May 26, 2026
Holding the Veterans Affairs Secretary Accountable for the Severely Damaged Veterans’ Health Care System
In February 2025, representatives from Elon Musk’s Department of Government Efficiency (DOGE) began working with the newly appointed Department of Veterans Affairs (VA) Secretary Doug Collins to identify alleged wasteful contracts and improve VA operations. DOGE cancelled hundreds of VA contracts and carried out thousands of staffing reductions, including the dismissal of probationary employees, under the downsizing initiatives. By January 2026, the VA had shed another 40,000 jobs through resignations, retirements, and hiring freezes.
So, with all of the job cuts in 2025, how can Secretary Collins claim the current administration has improved the VA health care system for veterans in 2026? An August 2024 Report by the Veterans Healthcare Policy Institute, titled “A Second Trump Term Would Decimate Veterans’ Healthcare and Benefits: Analyzing the Impacts of Project 2025 on the Veterans Health and Benefits Administrations,” accurately predicted that the damage to veterans and the VA’s disability benefits system would include longer wait times, worsened outcomes for compensation and pension decisions, more errors in VA claims decisions, anti-veteran regulations, eliminated benefits, and a purge of top VA career federal officials. More private, for-profit companies will now perform disability medical examinations, creating a blended workforce with more contractors processing claims. This will make it much harder for veterans to get a disability rating based on their service-connected conditions. Veterans are seeing a system gutted by budget cuts, outsourced care, and ceaseless attacks on organized labor, which represents tens of thousands of veteran workers.
On March 9, 2026, the VA issued a press release titled, VA Moves to Speed Up Community Care Appointment Scheduling, which states that “The new External Provider Scheduling system gives VA employees instant access to the scheduling systems of all community care providers who participate in this program. With that information, VA can immediately book appointments for Veterans that fi t their schedules.” This means that the VA Secretary announced the creation of a new community care scheduling system designed to outsource appointment scheduling, using artificial intelligence (AI) and automation to process veterans’ disability claims. Secretary Collins was sworn into office in February 2025. How could he claim that he improved the veterans’ health care system if he let DOGE put VA jobs and programs on the chopping block? Veterans must hold Secretary Collins accountable for the current state of Veterans’ health care.

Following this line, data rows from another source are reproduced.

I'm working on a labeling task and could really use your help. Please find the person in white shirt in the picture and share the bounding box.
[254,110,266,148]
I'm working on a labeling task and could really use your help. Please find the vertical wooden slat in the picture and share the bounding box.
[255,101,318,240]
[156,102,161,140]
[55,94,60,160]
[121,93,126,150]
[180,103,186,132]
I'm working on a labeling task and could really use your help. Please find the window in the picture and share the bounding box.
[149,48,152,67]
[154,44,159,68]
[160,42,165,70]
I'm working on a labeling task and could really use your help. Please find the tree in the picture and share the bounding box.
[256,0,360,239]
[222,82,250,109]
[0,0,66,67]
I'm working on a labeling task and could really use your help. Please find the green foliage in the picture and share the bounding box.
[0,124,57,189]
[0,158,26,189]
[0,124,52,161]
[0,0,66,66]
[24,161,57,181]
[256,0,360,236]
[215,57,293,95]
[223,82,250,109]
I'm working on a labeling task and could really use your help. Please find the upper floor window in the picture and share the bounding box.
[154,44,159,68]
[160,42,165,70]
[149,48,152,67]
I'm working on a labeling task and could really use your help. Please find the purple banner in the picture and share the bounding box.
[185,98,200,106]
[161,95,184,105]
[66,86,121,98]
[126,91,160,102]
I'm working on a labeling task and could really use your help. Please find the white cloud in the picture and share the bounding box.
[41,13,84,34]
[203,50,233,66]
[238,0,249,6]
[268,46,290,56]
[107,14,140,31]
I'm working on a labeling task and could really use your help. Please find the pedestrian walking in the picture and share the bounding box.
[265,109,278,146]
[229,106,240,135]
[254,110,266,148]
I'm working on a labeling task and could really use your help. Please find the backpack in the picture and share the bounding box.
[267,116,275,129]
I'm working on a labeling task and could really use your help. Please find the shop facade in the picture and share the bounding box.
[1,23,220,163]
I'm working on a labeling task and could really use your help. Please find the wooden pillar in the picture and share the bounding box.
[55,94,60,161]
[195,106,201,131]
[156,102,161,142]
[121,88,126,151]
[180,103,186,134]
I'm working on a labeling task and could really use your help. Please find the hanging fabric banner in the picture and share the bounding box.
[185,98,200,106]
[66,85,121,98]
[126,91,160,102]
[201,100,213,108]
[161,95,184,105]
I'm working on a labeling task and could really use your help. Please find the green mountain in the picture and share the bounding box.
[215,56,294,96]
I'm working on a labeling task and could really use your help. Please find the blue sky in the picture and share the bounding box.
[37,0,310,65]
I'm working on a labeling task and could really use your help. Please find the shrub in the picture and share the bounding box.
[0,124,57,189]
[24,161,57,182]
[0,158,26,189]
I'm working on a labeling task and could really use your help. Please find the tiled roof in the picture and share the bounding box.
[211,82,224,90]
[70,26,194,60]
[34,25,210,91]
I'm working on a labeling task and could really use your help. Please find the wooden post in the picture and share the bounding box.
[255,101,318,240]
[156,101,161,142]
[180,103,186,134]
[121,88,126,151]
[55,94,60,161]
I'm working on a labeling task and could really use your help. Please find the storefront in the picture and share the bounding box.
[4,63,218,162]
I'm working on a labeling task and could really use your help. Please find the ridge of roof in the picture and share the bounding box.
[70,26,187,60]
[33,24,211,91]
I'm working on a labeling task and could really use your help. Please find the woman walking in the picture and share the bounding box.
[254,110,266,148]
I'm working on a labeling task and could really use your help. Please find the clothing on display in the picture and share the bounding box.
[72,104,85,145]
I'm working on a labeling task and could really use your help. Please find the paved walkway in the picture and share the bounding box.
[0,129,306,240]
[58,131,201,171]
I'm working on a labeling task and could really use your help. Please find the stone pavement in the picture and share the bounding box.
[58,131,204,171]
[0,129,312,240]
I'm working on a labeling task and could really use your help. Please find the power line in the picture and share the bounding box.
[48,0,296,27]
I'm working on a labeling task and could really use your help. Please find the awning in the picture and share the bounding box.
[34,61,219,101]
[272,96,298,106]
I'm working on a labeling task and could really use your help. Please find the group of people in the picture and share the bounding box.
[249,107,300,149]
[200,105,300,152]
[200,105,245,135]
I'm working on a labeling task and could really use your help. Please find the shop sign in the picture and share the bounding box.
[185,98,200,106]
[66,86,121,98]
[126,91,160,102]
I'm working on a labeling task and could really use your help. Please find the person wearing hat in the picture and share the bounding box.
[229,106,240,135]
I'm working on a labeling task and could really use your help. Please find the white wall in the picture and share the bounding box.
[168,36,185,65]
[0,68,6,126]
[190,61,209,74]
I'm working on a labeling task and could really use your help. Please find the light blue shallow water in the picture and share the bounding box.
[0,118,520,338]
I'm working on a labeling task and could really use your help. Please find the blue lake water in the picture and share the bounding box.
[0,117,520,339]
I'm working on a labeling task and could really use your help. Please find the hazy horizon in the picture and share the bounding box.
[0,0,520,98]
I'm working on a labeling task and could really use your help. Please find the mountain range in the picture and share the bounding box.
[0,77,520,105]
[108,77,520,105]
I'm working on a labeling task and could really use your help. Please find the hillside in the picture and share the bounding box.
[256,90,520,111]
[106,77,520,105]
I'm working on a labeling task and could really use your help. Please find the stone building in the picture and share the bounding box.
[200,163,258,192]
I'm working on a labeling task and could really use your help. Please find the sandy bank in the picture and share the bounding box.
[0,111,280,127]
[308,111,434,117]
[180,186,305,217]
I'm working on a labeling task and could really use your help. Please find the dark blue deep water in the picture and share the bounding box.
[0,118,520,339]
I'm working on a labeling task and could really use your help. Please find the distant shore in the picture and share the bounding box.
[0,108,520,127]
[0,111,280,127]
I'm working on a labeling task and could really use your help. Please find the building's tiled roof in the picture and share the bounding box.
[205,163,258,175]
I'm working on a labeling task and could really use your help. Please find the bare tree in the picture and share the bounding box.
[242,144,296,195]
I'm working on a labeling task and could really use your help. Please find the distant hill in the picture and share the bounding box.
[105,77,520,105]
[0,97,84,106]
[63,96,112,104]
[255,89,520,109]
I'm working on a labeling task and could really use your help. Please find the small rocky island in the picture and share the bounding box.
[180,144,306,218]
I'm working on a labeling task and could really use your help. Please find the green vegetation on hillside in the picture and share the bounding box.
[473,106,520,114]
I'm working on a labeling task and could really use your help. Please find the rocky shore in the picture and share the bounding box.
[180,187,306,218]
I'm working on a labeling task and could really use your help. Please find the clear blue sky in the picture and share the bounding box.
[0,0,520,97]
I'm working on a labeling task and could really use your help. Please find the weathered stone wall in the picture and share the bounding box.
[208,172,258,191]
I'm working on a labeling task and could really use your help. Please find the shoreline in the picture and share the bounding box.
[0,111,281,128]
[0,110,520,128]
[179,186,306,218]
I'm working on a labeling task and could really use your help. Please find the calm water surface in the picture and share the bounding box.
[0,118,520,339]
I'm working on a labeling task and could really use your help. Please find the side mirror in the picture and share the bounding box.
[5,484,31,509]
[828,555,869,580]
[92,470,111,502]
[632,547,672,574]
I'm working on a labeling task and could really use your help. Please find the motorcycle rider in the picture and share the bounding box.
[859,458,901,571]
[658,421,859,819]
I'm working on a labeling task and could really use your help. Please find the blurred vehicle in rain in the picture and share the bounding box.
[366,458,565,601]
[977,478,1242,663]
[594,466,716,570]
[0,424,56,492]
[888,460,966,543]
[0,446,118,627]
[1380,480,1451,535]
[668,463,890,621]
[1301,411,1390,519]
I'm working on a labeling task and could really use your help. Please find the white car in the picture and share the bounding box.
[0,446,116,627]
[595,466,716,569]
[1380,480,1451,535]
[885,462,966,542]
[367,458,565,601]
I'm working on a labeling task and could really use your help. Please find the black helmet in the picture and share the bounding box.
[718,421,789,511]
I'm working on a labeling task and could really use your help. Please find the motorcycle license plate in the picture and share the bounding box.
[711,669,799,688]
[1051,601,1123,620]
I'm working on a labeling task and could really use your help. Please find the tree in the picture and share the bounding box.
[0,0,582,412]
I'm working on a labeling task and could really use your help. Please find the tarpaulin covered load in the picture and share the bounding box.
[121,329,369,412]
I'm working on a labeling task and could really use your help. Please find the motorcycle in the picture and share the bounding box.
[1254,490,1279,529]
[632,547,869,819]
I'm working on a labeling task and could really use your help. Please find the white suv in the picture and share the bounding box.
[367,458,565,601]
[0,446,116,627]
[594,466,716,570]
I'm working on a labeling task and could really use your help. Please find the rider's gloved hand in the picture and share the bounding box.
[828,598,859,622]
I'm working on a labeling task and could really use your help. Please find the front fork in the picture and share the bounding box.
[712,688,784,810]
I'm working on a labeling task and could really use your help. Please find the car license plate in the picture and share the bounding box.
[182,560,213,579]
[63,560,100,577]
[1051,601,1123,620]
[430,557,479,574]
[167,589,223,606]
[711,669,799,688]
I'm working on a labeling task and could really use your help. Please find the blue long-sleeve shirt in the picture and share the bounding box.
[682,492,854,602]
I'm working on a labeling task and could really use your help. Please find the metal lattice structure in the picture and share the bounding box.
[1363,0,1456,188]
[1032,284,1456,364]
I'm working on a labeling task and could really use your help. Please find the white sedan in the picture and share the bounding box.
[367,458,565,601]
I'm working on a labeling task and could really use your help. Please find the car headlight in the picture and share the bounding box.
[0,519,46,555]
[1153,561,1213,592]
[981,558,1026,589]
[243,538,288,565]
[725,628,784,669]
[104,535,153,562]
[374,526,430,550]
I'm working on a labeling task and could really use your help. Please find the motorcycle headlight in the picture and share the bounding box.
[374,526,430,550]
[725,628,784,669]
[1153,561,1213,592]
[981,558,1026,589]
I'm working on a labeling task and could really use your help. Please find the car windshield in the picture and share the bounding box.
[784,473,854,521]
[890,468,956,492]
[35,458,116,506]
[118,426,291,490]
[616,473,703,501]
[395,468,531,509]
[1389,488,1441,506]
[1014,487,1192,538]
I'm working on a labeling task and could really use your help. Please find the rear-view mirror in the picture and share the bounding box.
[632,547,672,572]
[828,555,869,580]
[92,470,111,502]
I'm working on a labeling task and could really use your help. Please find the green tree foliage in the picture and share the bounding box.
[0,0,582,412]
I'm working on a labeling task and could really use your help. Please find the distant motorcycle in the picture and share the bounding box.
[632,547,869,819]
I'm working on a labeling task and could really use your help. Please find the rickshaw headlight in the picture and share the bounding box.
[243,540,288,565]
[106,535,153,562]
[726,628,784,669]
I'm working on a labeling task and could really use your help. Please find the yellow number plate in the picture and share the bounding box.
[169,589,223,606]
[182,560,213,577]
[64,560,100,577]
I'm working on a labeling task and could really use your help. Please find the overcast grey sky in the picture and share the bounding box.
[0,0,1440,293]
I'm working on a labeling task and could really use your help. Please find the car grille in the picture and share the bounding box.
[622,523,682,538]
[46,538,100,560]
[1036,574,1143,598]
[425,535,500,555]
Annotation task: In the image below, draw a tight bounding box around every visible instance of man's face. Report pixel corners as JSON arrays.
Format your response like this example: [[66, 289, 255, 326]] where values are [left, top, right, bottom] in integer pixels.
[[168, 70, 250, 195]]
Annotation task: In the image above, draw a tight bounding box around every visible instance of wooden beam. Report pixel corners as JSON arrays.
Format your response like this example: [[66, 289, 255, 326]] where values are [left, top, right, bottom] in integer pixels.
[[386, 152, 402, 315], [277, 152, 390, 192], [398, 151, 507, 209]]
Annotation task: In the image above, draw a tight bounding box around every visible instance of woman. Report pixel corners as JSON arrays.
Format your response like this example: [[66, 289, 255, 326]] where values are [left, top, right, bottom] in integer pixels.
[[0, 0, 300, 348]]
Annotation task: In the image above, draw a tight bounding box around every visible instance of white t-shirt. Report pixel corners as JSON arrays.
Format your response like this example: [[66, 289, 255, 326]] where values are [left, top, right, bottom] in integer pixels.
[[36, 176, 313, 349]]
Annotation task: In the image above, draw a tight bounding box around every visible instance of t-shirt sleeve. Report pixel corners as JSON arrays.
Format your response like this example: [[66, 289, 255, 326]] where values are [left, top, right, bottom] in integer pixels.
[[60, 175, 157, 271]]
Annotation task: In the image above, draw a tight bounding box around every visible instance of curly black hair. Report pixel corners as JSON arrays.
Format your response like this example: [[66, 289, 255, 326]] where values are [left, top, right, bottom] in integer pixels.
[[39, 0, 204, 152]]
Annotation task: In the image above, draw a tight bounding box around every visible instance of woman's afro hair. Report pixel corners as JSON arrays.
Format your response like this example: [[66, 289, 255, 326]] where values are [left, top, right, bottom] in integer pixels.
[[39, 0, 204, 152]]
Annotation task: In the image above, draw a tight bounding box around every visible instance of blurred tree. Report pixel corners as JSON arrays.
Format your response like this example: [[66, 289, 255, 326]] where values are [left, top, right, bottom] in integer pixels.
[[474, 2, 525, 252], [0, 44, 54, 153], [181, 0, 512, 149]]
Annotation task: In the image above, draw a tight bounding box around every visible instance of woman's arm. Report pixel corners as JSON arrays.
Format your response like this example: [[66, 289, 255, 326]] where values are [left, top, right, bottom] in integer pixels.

The AFL-CIO’s Union Veterans Council (UVC) responded on March 13, addressing the VA’s plans to use AI to review over one million disability benefits questionnaires and claims. “We recognize the importance of maintaining the integrity of the VA benefits system,” said UVC Executive Director Craig Romanovich. “However, the implementation of AI must not come at the expense of transparency or the rights of individual Veterans. When we begin treating the VBA’s obligations as a budgetary line item to be managed by algorithms, we risk losing sight of the service and sacrifice those benefits are meant to honor.” Our goal is to ensure that technology is used to support veterans, not to create new barriers to veterans’ care. “Decisions that impact a Veteran’s livelihood must remain rooted in human judgment and medical expertise. We are calling for clear guardrails and Congressional oversight, to ensure that no Veteran’s due process is compromised by an automated system.”
The UVC is an official AFL-CIO constituency organization. The APWU is one of 36 unions on the governing board. The council was established in 2009 to bring working-class veterans together to speak out on the issues that impact us most: the need for good jobs and a strong, fully funded, and staffed VA. The UVC remains committed to working with the VA and Congress to ensure that the veterans’ claims process remains fair, accurate, and focused on the needs of those who served.